Caution: mushy post ahead.
I knew I would marry my husband three months after we met. In a moment of pure terror I called my friend on a December night demanding that she talk me out of this crazy idea. Needless to say she didn’t. A year later, I told him I knew he was the one, and four years later he proposed. I am now married to my pun loving, bad joke telling favorite.
You know how people say “they just know” when they meet the one? You know how you roll your eyes (I certainly used to)? Well, I just knew (gag) that he was mine. I don’t like to say that we complete each other, because we are whole people alone. But we fit, we match. Like the base line and the melody – two separate and complete sounds – but together a much prettier song. We are supposed to be together, to stay together, and to build together. And it’s like we’ve already lived lifetimes together.
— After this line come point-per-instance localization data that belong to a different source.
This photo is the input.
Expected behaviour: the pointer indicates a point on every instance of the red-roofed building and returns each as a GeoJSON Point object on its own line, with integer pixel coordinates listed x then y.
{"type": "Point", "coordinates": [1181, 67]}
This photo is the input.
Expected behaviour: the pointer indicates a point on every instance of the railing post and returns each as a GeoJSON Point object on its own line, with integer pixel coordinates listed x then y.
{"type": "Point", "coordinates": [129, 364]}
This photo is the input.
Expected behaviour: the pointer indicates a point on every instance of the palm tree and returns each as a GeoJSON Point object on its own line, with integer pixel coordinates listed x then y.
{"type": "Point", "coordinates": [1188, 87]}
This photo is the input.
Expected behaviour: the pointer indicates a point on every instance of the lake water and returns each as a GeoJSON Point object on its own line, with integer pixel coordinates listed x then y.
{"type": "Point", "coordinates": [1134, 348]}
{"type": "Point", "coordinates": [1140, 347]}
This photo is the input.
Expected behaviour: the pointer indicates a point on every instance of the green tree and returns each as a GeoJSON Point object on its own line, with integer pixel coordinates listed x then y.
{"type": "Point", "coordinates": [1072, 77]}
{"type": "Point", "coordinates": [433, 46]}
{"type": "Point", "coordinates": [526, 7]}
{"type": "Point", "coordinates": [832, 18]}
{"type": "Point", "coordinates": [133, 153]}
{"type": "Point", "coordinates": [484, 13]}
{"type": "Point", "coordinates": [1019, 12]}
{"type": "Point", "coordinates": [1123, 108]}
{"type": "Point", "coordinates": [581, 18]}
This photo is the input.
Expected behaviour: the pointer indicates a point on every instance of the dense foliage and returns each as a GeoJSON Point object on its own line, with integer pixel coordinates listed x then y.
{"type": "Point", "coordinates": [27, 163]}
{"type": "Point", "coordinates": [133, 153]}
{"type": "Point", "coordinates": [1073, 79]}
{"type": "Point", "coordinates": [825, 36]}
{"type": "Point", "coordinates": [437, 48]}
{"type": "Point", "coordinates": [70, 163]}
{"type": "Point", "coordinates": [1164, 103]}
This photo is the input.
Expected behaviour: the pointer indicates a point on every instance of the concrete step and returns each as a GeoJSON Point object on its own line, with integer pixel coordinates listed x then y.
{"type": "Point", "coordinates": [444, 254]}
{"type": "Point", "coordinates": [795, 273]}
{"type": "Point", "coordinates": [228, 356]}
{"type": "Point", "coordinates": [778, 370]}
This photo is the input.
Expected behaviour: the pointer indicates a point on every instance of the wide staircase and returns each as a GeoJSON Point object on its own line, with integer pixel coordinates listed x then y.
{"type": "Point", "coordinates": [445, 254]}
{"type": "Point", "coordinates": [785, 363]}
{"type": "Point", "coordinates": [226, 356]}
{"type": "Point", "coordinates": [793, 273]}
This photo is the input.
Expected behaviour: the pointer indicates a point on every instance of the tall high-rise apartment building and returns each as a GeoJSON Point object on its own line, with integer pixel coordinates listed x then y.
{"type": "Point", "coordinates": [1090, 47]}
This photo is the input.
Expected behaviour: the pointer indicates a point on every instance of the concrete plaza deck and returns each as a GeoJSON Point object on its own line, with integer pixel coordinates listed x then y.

But our life is not all sparkly rainbows. We’ve been through some serious struggles together and find little things super irritating. Sometimes, I have to hide my head under a pillow while he eats because, I swear, if I hear that spoon hit his teeth one more time… Sometimes, he hates when I ask him to take the dog out even when the dog isn’t asking himself. We don’t fight a lot, but we also don’t agree on everything, so we talk all the time. About all the things. Until he deep sighs because he just can’t process anymore.
But together we find romance in the small things. Like walking through furniture stores and pretending to have a small house to decorate. Or laying in bed reading each other funny stories until we fall asleep laughing. Or, deciding to be lazy together and using a post-it note to indicate the time change because, frankly, it’s not work taking the giant clock off the wall… and that’s just happiness.